WINNIPEG--ONE TIME FORT GARRY FORMERLY RED RIVER SETTLEMENT, 19th June, 18--
Transcriber's note: Minor typos have been corrected.

CONTENTS
PAGE
CHAPTER I.
WHEREIN A LAD SEES MAKERS OF HISTORY 9
CHAPTER II.
A STRONG MAN IS BOWED 23
CHAPTER III.
NOVICE AND EXPERT 38
CHAPTER IV.
LAUNCHED INTO THE UNKNOWN 55
CHAPTER V.
CIVILIZATION'S VENEER RUBS OFF 70
CHAPTER VI.
A GIRDLE OF AGATES RECALLED 92
CHAPTER VII.
THE LORDS OF THE NORTH IN COUNCIL 99
CHAPTER VIII.
THE LITTLE STATUE ANIMATE 118
CHAPTER IX.
DECORATING A BIT OF STATUARY 131
CHAPTER X.
MORE STUDIES IN STATUARY 144
CHAPTER XI.
A SHUFFLING OF ALLEGIANCE 163
CHAPTER XII.
HOW A YOUTH BECAME A KING 181
CHAPTER XIII.
THE BUFFALO HUNT 200
CHAPTER XIV.
IN SLIPPERY PLACES 220
CHAPTER XV.
THE GOOD WHITE FATHER 234
CHAPTER XVI.
LE GRAND DIABLE SENDS BACK OUR MESSENGER 246
CHAPTER XVII.
THE PRICE OF BLOOD 253
CHAPTER XVIII.
LAPLANTE AND I RENEW ACQUAINTANCE 266
CHAPTER XIX.
WHEREIN LOUIS INTRIGUES 281
CHAPTER XX.
PLOTS AND COUNTER-PLOTS 297
CHAPTER XXI.
LOUIS PAYS ME BACK 313
CHAPTER XXII.
A DAY OF RECKONING 327
CHAPTER XXIII.
THE IROQUOIS PLAYS HIS LAST CARD 341
CHAPTER XXIV.
FORT DOUGLAS CHANGES MASTERS 350
CHAPTER XXV.
HIS LORDSHIP TO THE RESCUE 368
CHAPTER XXVI.
FATHER HOLLAND AND I IN THE TOILS 378
CHAPTER XXVII.
UNDER ONE ROOF 389
CHAPTER XXVIII.
THE LAST OF LOUIS' ADVENTURES 409
CHAPTER XXIX.
THE PRIEST JOURNEYS TO A FAR COUNTRY 433

LORDS OF THE NORTH
CHAPTER I
WHEREIN A LAD SEES MAKERS OF HISTORY
"Has any one seen Eric Hamilton?" I asked.

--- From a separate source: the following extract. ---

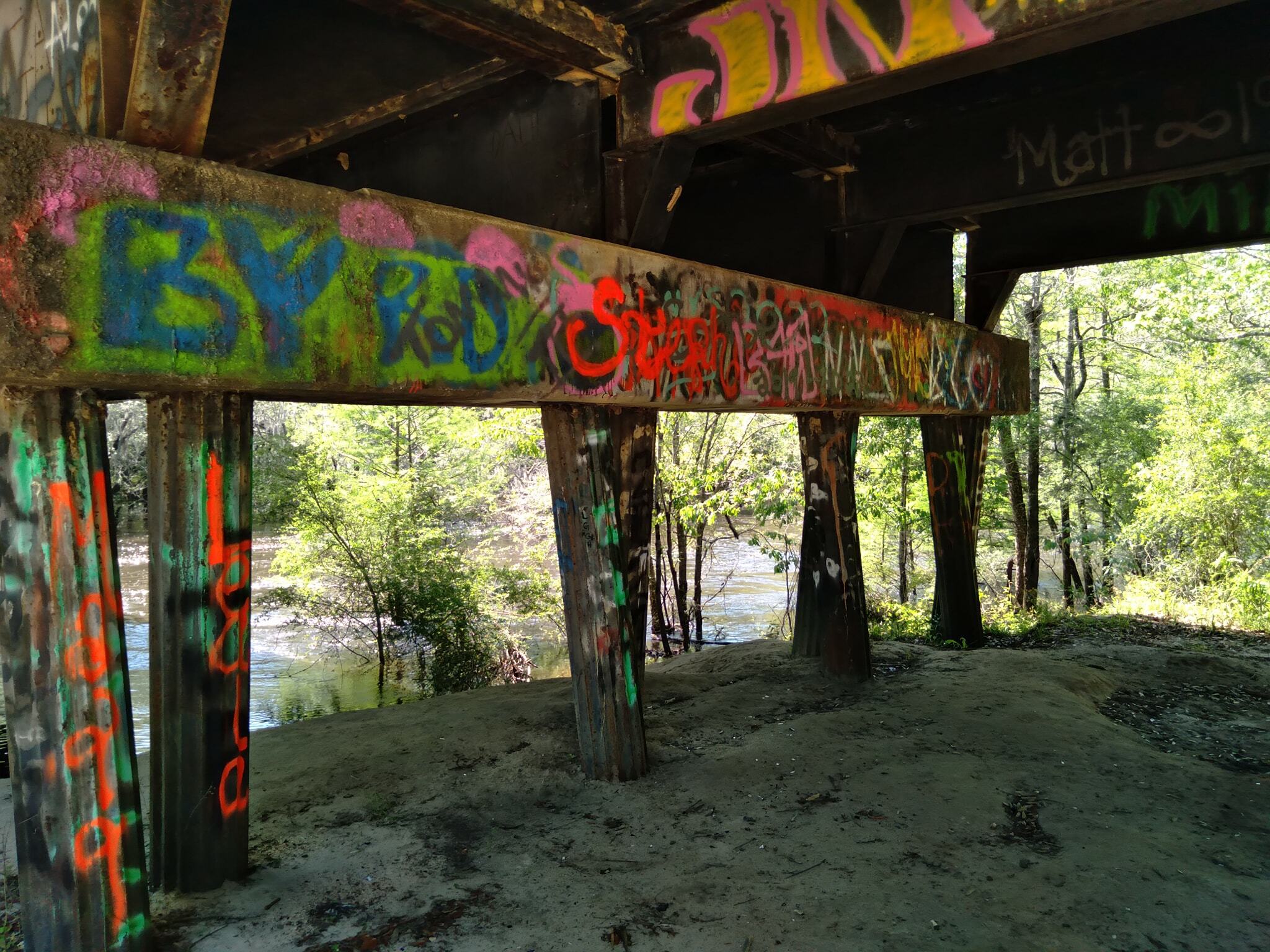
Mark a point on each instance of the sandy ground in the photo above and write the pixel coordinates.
(961, 800)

For an hour, or more, I had been lounging about the sitting-room of a club in Quebec City, waiting for my friend, who had promised to join me at dinner that night. I threw aside a news-sheet, which I had exhausted down to minutest advertisements, stretched myself and strolled across to a group of old fur-traders, retired partners of the North-West Company, who were engaged in heated discussion with some officers from the Citadel.
"Has any one seen Eric Hamilton?" I repeated, indifferent to the merits of their dispute.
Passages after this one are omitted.